Un nouveau président pour la Ligue

Un nouveau Président pour la Ligue de l’enseignement d’Eure-et-Loir

Mohamed ZAHOUI succède à François MILLIEN

Depuis l’Assemblée générale du 10 octobre, la présidence de la Ligue de l’enseignement d’Eure-et-Loir a changé. Mohamed Zahoui succède à François Millien, en poste depuis 20 14. Ce dernier reste membre du bureau en tant que Vice-Président et toujours Président de l’UFOL, Union régionale de la Fédération des Œuvres Laïques.
Nous avons voulu en savoir plus sur ce nouveau Président, âgé de 30 ans, enseignant en école primaire sur le bassin drouais, formateur BAFA à la Ligue, comédien amateur à l’Amicale laïque de Lèves dont il est également administrateur.

Depuis quand êtes-vous membre de la Ligue 28 ? Comment vous êtes-vous investi dans cette fédération ? Par vos études ?

J’y suis entré en 2015 par le biais du BAFA. J’étais formateur sur les sessions organisées par la Ligue et Nathalie Arnoux, alors déléguée générale, m’a demandé si cela ne m’intéresserait pas de rejoindre le CA. J’ai accepté sans trop connaître le mouvement Ligue de l’enseignement dont je n’avais pas vraiment entendu parler pendant ma formation d’enseignant, mais quelque chose a vraiment contribué à mon envie de faire partie de cette aventure.

Quel a été ce déclencheur ?

En 2016, la Ligue de l’enseignement fêtait ses 150 ans. J’ai accompagné Nathalie Arnoux et François Millien au congrès de Strasbourg. Et là, waow !!! J’ai assisté à de nombreuses interventions dont celles de Philippe Meirieu1, Najat Vallaud-Belkacem2, d’Eric Favey3 et de Jean-Paul Delahaye4. Ces prises de paroles correspondaient à ma vision de la vie, de l’école. Je n’avais pas trouvé ma place dans un parti politique, aucun ne me correspondait pleinement. Mais là, les mots étaient posés sur ce que je vivais. Cela touchait et réunissait plusieurs personnes en moi, l’enseignant, le formateur,  celui qui fait du théâtre. Je me suis senti à ma place en tant qu’enseignant, en tant que citoyen dans une maison ouverte. Et mon engagement a été la suite logique de mon parcours personnel.
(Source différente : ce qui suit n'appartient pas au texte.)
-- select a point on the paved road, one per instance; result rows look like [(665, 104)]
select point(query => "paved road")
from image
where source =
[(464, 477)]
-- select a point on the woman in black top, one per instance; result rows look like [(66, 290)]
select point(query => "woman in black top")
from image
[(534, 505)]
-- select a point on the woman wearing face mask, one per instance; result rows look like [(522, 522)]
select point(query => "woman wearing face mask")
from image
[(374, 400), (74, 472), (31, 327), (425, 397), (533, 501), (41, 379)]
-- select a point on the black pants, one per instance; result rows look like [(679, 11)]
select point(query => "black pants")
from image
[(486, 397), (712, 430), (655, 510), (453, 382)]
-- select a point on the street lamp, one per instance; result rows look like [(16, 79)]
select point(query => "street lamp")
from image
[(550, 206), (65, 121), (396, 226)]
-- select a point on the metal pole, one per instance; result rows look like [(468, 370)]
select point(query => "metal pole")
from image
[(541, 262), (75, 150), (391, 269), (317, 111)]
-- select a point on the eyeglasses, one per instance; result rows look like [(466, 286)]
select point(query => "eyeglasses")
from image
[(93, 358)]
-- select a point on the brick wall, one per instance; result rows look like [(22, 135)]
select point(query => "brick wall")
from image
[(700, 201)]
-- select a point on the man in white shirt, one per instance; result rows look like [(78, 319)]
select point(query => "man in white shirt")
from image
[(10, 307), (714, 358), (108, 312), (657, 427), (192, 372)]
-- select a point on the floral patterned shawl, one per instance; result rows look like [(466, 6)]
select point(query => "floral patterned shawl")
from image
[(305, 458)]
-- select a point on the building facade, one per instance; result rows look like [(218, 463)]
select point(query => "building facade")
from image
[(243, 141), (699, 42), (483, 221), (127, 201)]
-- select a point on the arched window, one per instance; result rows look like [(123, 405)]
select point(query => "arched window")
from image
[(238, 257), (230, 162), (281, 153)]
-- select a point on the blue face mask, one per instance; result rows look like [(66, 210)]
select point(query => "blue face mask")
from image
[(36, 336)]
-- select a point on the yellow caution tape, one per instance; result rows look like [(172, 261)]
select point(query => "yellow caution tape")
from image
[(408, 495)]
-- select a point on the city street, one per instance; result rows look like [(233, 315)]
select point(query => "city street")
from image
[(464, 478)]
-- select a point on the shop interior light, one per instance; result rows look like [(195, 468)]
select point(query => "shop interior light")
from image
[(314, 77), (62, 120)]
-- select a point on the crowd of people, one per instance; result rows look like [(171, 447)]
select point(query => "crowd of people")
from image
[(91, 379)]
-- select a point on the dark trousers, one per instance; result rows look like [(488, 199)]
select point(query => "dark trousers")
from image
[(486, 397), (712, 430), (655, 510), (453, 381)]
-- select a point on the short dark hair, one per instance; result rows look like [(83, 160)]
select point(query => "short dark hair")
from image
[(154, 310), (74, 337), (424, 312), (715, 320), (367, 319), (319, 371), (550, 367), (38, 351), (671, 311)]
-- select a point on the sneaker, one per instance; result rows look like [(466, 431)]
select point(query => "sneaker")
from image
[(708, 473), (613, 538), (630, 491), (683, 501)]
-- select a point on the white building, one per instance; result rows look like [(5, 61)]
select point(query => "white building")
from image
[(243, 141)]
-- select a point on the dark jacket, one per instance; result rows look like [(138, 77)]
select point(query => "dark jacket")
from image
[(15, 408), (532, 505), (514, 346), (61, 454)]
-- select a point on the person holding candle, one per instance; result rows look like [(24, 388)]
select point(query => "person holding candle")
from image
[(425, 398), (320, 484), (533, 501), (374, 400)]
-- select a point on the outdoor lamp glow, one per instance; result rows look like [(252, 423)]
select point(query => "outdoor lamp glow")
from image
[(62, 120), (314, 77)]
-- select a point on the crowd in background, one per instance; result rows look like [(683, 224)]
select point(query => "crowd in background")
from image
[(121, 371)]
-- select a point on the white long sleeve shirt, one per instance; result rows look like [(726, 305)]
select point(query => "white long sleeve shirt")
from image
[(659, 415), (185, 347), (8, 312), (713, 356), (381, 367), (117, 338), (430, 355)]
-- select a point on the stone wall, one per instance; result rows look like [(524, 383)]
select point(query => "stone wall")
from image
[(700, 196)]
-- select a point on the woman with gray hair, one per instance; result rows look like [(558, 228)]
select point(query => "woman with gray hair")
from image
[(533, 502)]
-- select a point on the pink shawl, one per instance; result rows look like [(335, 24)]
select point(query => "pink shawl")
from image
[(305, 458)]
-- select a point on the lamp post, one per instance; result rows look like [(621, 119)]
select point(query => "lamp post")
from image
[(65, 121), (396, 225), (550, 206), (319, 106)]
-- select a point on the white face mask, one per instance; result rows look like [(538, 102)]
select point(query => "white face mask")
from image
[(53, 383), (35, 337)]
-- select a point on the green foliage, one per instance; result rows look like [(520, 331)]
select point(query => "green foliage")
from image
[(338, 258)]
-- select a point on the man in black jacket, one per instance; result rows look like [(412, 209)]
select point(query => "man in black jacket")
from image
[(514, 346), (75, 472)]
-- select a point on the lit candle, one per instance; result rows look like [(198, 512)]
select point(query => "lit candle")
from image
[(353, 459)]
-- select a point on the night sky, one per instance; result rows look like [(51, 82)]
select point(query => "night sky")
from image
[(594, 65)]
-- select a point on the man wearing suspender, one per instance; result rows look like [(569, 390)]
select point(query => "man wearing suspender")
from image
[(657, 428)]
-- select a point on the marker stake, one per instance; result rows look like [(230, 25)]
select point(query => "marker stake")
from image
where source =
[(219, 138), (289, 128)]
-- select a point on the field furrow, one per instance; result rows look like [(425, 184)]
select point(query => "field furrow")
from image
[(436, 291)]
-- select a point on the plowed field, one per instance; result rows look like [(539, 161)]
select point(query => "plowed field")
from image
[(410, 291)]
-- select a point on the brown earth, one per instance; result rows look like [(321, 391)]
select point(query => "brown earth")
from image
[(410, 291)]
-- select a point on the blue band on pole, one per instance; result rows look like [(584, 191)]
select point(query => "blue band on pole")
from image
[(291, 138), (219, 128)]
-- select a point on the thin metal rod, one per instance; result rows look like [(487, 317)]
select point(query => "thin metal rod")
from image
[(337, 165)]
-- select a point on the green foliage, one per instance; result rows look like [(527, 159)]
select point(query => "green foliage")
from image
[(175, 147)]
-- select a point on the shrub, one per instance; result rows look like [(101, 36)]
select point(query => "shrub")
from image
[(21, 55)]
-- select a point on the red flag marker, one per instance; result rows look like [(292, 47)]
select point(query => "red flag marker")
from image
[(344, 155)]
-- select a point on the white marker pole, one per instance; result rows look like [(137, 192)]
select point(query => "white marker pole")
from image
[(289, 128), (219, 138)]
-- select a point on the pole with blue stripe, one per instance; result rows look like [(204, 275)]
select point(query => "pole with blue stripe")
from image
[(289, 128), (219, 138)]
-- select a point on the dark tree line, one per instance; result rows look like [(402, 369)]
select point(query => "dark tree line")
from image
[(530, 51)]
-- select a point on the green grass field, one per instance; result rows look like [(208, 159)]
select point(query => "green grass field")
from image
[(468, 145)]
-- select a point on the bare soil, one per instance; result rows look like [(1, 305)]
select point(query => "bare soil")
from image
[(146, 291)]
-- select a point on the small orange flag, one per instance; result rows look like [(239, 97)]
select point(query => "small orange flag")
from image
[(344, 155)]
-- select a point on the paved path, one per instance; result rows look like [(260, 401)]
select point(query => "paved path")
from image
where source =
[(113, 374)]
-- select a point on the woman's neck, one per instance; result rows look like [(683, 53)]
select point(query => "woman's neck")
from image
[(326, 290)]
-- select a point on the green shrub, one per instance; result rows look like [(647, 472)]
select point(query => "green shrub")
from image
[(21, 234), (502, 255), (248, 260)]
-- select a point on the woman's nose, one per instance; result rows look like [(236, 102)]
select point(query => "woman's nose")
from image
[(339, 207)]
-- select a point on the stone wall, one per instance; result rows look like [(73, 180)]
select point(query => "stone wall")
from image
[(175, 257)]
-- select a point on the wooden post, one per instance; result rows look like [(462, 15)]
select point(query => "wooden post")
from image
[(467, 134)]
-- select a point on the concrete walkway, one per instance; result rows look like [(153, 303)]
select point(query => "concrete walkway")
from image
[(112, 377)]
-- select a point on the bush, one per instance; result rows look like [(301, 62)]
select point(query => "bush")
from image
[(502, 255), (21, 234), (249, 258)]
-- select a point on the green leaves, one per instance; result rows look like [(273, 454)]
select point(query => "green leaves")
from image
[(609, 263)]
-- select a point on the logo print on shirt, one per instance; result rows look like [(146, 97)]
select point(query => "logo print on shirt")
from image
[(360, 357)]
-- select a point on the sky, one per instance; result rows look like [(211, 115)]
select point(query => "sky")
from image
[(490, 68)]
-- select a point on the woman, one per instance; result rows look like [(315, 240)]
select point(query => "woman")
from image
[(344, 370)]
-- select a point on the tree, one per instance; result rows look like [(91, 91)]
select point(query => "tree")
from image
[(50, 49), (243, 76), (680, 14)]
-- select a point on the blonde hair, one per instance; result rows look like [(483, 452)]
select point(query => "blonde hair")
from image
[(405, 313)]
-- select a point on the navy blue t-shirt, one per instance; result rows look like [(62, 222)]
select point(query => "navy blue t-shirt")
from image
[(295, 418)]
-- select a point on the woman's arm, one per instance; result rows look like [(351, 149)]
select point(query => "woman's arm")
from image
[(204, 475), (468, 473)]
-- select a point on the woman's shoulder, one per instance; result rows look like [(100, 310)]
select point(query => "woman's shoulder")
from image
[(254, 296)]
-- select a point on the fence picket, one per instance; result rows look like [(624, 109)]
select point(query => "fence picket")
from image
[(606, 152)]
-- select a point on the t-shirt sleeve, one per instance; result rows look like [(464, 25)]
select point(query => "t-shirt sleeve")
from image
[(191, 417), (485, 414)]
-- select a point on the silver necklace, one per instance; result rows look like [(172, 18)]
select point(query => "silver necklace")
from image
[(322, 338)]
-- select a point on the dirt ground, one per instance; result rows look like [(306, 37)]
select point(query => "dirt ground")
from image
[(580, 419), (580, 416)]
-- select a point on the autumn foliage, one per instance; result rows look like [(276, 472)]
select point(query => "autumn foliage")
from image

Mohamed Zahoui, Président de la Ligue d’Eure-et-Loir

Quel a été ce parcours ? Celui d’un combattant ?

Je préfère le terme de militant. Je suis un militant engagé qui a toujours aimé débattre des sujets de société, aider les autres, les accompagner. Ça a commencé comme élève quand j’étais délégué. Puis j’ai passé mon BAFA, mon BAFD, suivi des études pour être enseignant. C’était une manière pour moi de rendre ce que l’école m’avait donné.

C’est-à-dire ?

Ma mère et mon père ont toujours dit à leurs 5 enfants, « l’école c’est votre avenir », que nos profs étaient aussi importants que nos parents. Ils nous ont donné le sens du travail.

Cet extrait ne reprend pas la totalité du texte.